Que le contrat prenne fin au moment d’une démission, d’un licenciement ou d’une rupture conventionnelle, la clause s’applique à la fin du contrat. Toutefois, en cas de dispense de préavis, la renonciation doit intervenir au moment du départ effectif du salarié, et non à la fin théorique du préavis. L’activation de la clause de non-concurrence entraîne l’obligation pour l’employeur de verser la contrepartie financière prévue, généralement à un rythme mensuel. A défaut de paiement, le salarié retrouve sa liberté d’emploi.
L’employeur peut toutefois renoncer à la clause de non-concurrence, ce qui rend le salarié libre de s’engager auprès de toute entreprise. Dans ce cas, il doit le faire expressément et dans des délais précis qui peuvent être prévus par la convention collective ou le contrat de travail.
Les délais de renonciation constituent un point de vigilance majeur. Certains contrats prévoient que l’employeur peut renoncer à la clause dans les huit ou quinze jours suivant la fin du contrat, ce qui est source d’une grande incertitude pour le salarié s’agissant du champ de ses recherches d’emploi.
Un dernier point crucial concerne la promesse d’embauche ou la lettre d’engagement. En signant, le candidat atteste être libre de tout engagement. Déclarer l’être sans l’être expose à des conséquences sérieuses : rupture du contrat par le nouvel employeur, demande de l’ancien employeur de faire cesser la violation de l’interdiction de concurrence, voire action en réparation impliquant les deux parties.
Innovations, confidentialité et loyauté : une frontière fine
Un autre point de tension récurrent concerne la protection des innovations non finalisées. Les idées, les concepts, les pistes en matière de R&D ou de projets en cours mais non encore commercialisés relèvent-ils réellement de la clause de non-concurrence, ou plutôt d’obligations de confidentialité et de loyauté ?
Dans un secteur où l’innovation est permanente, souvent collective et parfois transversale, cette distinction est loin d’être théorique. Mal anticipée, elle peut devenir une source de contentieux, alors même que d’autres outils juridiques sont souvent mieux adaptés.
Conventions collectives : un élément à ne pas négliger
La clause de non-concurrence est peu encadrée par les textes, mais largement façonnée par la jurisprudence et surtout par les conventions collectives, qui peuvent être déterminantes. Dans le packaging cosmétique, plusieurs conventions peuvent s’appliquer et fixer des règles précises. Un principe doit être retenu : une clause qui ne respecte pas la convention collective applicable est automatiquement nulle, même si elle figure dans le contrat de travail.

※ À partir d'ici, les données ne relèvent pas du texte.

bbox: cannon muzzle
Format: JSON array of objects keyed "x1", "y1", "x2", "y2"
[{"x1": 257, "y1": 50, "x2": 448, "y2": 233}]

Quelles alternatives pour protéger l’entreprise sans aliéner le collaborateur ?
Il existe des solutions contractuelles permettant de sécuriser les intérêts de l’entreprise sans bloquer la mobilité. La clause de confidentialité demeure l’outil le plus efficace pour protéger les informations sensibles. La clause de dédit formation, lorsqu’un investissement significatif est consenti, peut également être pertinente. S’y ajoutent les clauses de non-débauchage ou de non-sollicitation, mais ces dernières doivent toutefois être maniées avec prudence, certaines pouvant être requalifiées en entente.
Rappelons qu’en présence ou non d’une clause de non-concurrence, le salarié est toujours tenu d’une obligation de loyauté qui lui interdit de commettre des actes de concurrence déloyale (détournement de fichiers, débauchage massif, etc…).
Anticiper plutôt que réparer
La clause de non-concurrence continuera évidemment d’exister. Mais nombre de situations conflictuelles pourraient être évitées par une lecture attentive du contrat, une compréhension claire des enjeux, et un accompagnement en amont permettant notamment de négocier le contenu et les modalités d’application de la clause de non-concurrence.
C’est dans cette logique que mon cabinet accompagne entreprises et candidats, en lien avec un conseil juridique partenaire, afin d’anticiper les risques, sécuriser les parcours et préserver des relations professionnelles durables.
Parce qu’une bonne vie en entreprise commence souvent… par un contrat bien compris.